Image by Wesley Fryer thru CC BY-SA |
I really like the blogging in the wild approach since it ensures that when someone is commenting on their peer's work, they can (at least in principle) see the full history of the project being worked on by their peer, and if they are interested in can keep coming back to it, offer to collaborate etc.
I think this at least partially addresses some issues I encountered in the Coursera peer review system such as not being able to see the broader project context of peer work, and not being able to follow the development of peer projects, however it raises a number of new issues:
1) Are students happy with blogging in "public"?
2) How to scaffold the peer review process in public blogs
Addressing point 1) I explain to all my students that they can set the blogger to:
a) Full Public - appears in Google search results
b) Accessible to all by link
c) Private
And I explain that even with option b that in principle anyone can come through my public class site and find their blog unless it is explicitly set to private; but I encourage everyone to take the b) option.
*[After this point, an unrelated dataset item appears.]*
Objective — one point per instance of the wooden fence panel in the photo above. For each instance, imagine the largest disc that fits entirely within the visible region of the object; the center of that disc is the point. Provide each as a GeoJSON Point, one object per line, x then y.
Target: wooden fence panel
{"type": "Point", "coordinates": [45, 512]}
I'm a bit of a sharing nut :-) And I hope all my students can turn their projects into part of their professional portfolio.
Regarding point 2) I find myself equivocating on how much structure should be imposed on students both for assignments and peer review. Too strong a structure and some student creativity is inhibited, too loose a structure and perhaps some students are left unsure how to proceed; not to mention the added concerns of encourage positive helpful feedback during pair review.
Any which way it makes me imagine an "Eternal Independent Learning" system in which individuals would be working on projects, posting them to their blogs and receiving feedback from each other. Clearly this is what actually happens in the real blogosphere itself to some extent :-) But I'm imagining a little bit of scaffolding using the blogger API could create a sort of queue of people waiting for feedback on their projects and do something like http://www.fivesecondtest.com/ except on a larger scale so that arbitrary project components (rather than just landing pages) could gain reciprocal feedback, while also allowing individuals to establish mutually supportative relationships with each other.
2 comments:
Having explored the blogger API and found that it's not straightforward to get a list of all comments from a blog; you have to go post by post; I started wondering about Disqus. Perhaps a plugin like Disqus would allow students to choose whichever type of blog they wanted, and then building the course software on top of the Disqus API.